On the Statistical Efficiency of Reward-Free Exploration in Non-Linear RL

Authors: Jinglin Chen, Aditya Modi, Akshay Krishnamurthy, Nan Jiang, Alekh Agarwal

NeurIPS 2022 | Conference PDF | Archive PDF | Plain Text | LLM Run Details

Reproducibility Variable Result LLM Response
Research Type Theoretical We study reward-free reinforcement learning (RL) under general non-linear function approximation, and establish sample efficiency and hardness results under various standard structural assumptions. On the positive side, we propose the RFOLIVE (Reward-Free OLIVE) algorithm for sample-efficient reward-free exploration under minimal structural assumptions... On the negative side, we provide a statistical hardness result... Our analyses indicate that the explorability or reachability assumptions, previously made for the latter two settings, are not necessary statistically for reward-free exploration.
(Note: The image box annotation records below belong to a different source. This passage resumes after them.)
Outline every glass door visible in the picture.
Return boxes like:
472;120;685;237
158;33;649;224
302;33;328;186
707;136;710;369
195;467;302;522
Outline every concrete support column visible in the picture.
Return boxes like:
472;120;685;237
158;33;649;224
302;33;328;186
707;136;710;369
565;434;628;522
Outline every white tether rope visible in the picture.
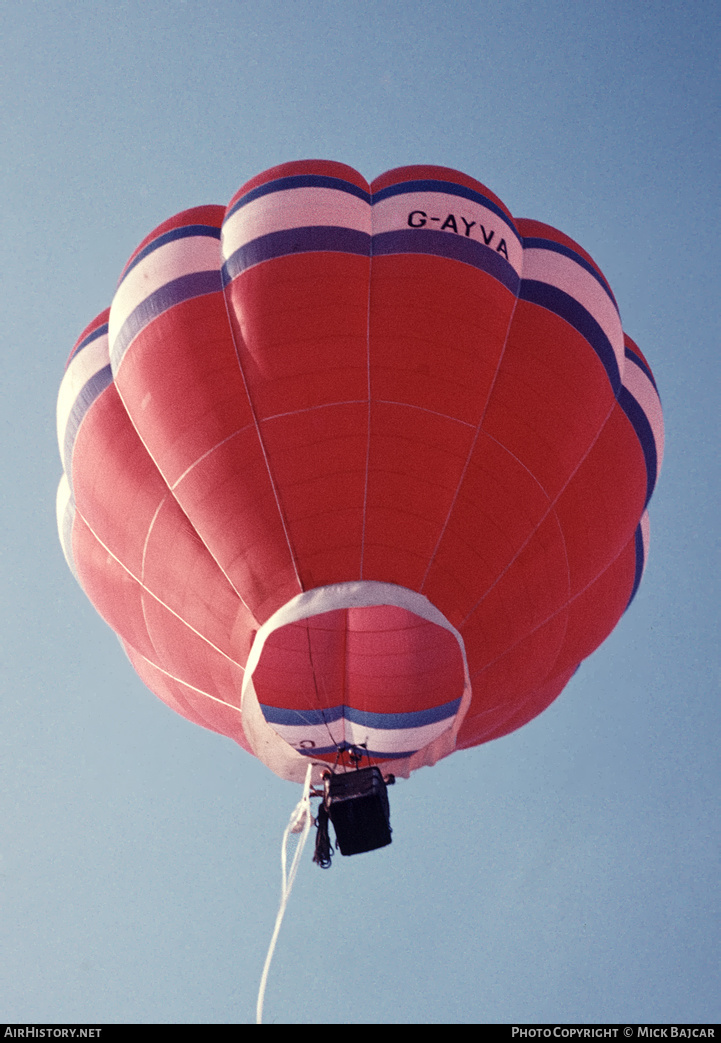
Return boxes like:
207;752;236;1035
256;765;313;1025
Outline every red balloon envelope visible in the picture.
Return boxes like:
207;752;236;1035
58;161;663;780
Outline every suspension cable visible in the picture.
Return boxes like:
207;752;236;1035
256;763;313;1025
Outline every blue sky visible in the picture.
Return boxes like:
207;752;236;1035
0;0;721;1023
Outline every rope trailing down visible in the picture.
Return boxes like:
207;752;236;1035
256;765;313;1025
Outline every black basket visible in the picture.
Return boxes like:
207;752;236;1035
325;766;391;854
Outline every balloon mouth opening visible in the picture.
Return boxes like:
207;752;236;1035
248;584;467;767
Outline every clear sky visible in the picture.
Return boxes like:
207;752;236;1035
0;0;721;1023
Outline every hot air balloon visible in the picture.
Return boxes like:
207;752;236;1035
57;161;664;846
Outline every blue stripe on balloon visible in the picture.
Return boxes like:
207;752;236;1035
224;174;370;221
222;224;370;286
624;526;646;611
65;322;107;369
618;387;658;507
519;278;621;396
293;743;417;760
523;236;619;312
372;177;523;243
261;699;460;731
111;269;222;371
372;228;521;296
624;347;658;394
63;363;113;488
119;224;220;286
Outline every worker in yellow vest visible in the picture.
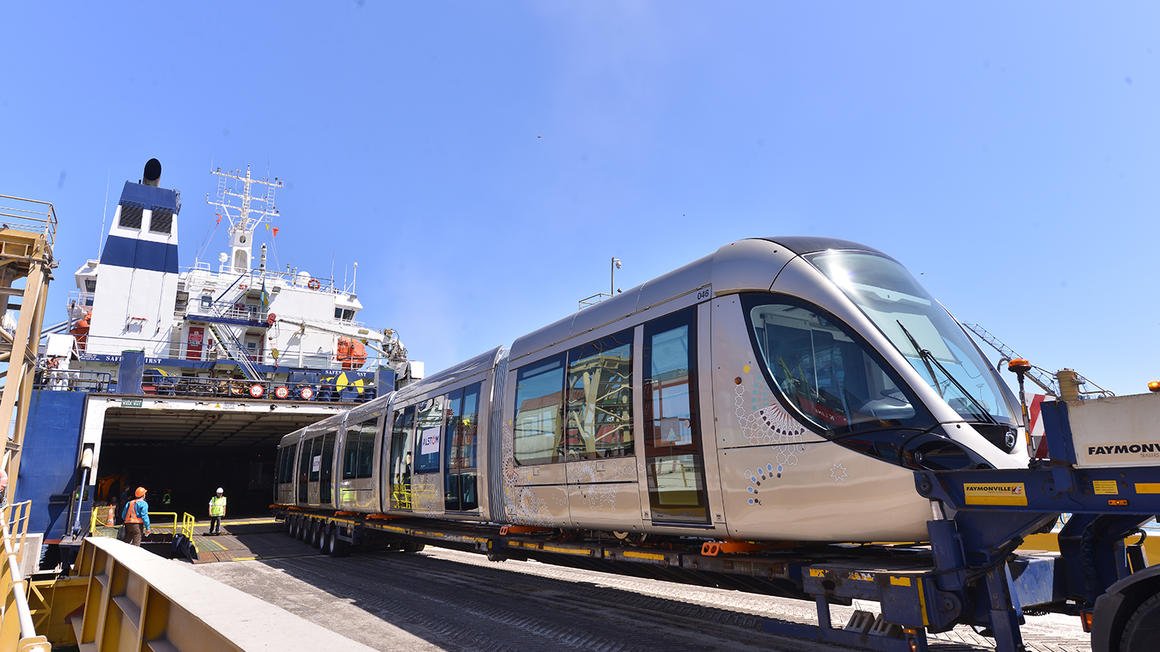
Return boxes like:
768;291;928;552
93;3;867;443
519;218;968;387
121;487;150;545
209;487;225;536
Remark Similar to its counterparts in reward-aware general function approximation setting (Jiang et al., 2017; Dann et al., 2018; Jin et al., 2021; Du et al., 2021), RFOLIVE is in general not computationally efficient. We leave addressing computational tractability as a future direction. Our focus is statistical efficiency.
Researcher Affiliation Collaboration Jinglin Chen Department of Computer Science University of Illinois Urbana-Champaign jinglinc@illinois.edu Aditya Modi Microsoft admodi@umich.edu Akshay Krishnamurthy Microsoft Research akshaykr@microsoft.com Nan Jiang Department of Computer Science University of Illinois Urbana-Champaign nanjiang@illinois.edu Alekh Agarwal Google Research alekhagarwal@google.com
Pseudocode Yes Algorithm 1 RFOLIVE (F, ε, δ): Reward-Free OLIVE
Open Source Code No The paper does not contain any statements about providing open-source code for the described methodology, nor does it include links to any code repositories.
Open Datasets No The paper is theoretical and does not involve experimental data. Therefore, no information about publicly available training datasets is provided.
Dataset Splits No The paper is theoretical and does not involve experimental data. Therefore, no information about training, validation, or test splits is provided.
Hardware Specification No The paper focuses on theoretical contributions and does not report on any experimental setup or specific hardware used.
Software Dependencies No The paper is theoretical and does not describe software dependencies with version numbers, as it does not report on practical implementations or experiments.
Experiment Setup No The paper is theoretical and introduces an algorithm. It does not include details on experimental setup, hyperparameters, or system-level training settings.